Bursa'da mutfak malzemeleri sanata dönüştürüyor
Bursa'da yaşayan Yılmaz Emen, yaşadığı maddi sıkıntılar nedeniyle ilkokul birinci sınıftan sonra okula devam edemedi. Şoförlük yapan babasının yanına gittiği sıralarda bıçak ustalarının çalışmalarını takip eden Emen, 8 yaşında bir bıçakçının yanında çırak olarak çalışmaya başladı. Henüz 19 yaşındayken, Türk Silahlı Kuvvetleri tarafından o yıllara kadar Almanya'dan satın alınan kılıçları imal etmesi için İstanbul'a davet edilen Emen, Okmeydanı Darrücaleze'de bulunan Demirhane'de, kılıçlar yaptı. Daha sonra askere giden Yılmaz Emen, ilkokul diplomasını da vatani görevini yaparken aldı.

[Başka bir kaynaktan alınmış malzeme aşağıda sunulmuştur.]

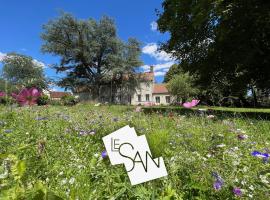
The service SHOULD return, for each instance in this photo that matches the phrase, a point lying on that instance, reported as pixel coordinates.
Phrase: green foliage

DEVLET BAŞKANLARINA KILIÇLAR HEDİYE ETTİ
Askerlik sonrası kurduğu iş yerinde kendisini geliştiren Yılmaz Emen'in yaptığı kılıçlar, Bursa Valiliği tarafından kente gelen veya ziyaretine gidilen İngiltere Kraliçesi II. Elizabeth, ABD eski başkanlarından Richard Nixon, Fransa eski Cumhurbaşkanı Charles de Gaulle, Tunus eski Cumhurbaşkanı Habib Burgiba, Libya Kralı İdris Sunusi, Ürdün Kralı Hüseyin ve Şah Rıza Pehlevi'ye hediye edildi.
EVİNİN BİR ODASINI ATOLYEYE DÖNÜŞTÜRDÜ
Yaptığı kılıçlar, dönemin Cumhurbaşkanları Kenan Evren, Turgut Özal, Süleyman Demirel ve Abdullah Gül'e de hediye edilen Yılmaz Emen, 2000 yılında sağ gözünü yitirip, sol gözünde de görme kaybı yaşayınca, ağır metal işlerinden uzak kaldı. Sanat ile ilişkisini sürdüren Emen bu kez, evinin bir odasına taşıdığı atölyesinde, çatal ve kaşıklarla yel değirmeni, Eros ve filüt çalan insan figürleri yapmaya başladı. Bu figürler de büyük ilgi gördü. Sadece bu malzemeleri kullanarak yaptığı 15 parçadan oluşan Don Kişot ile romanın ana karakterlerinden biri olan Sancho Panza ve Yel Değirmeni figürleri, kitabının yayımlanmasının 400'üncü yıl dönümünde İspanya'da sergilendi.
Uzun yıllar bıçak, kılıç gibi metal malzemeler üreten Emen, bu alanda 2005'te devlet sanatçısı unvanı aldı.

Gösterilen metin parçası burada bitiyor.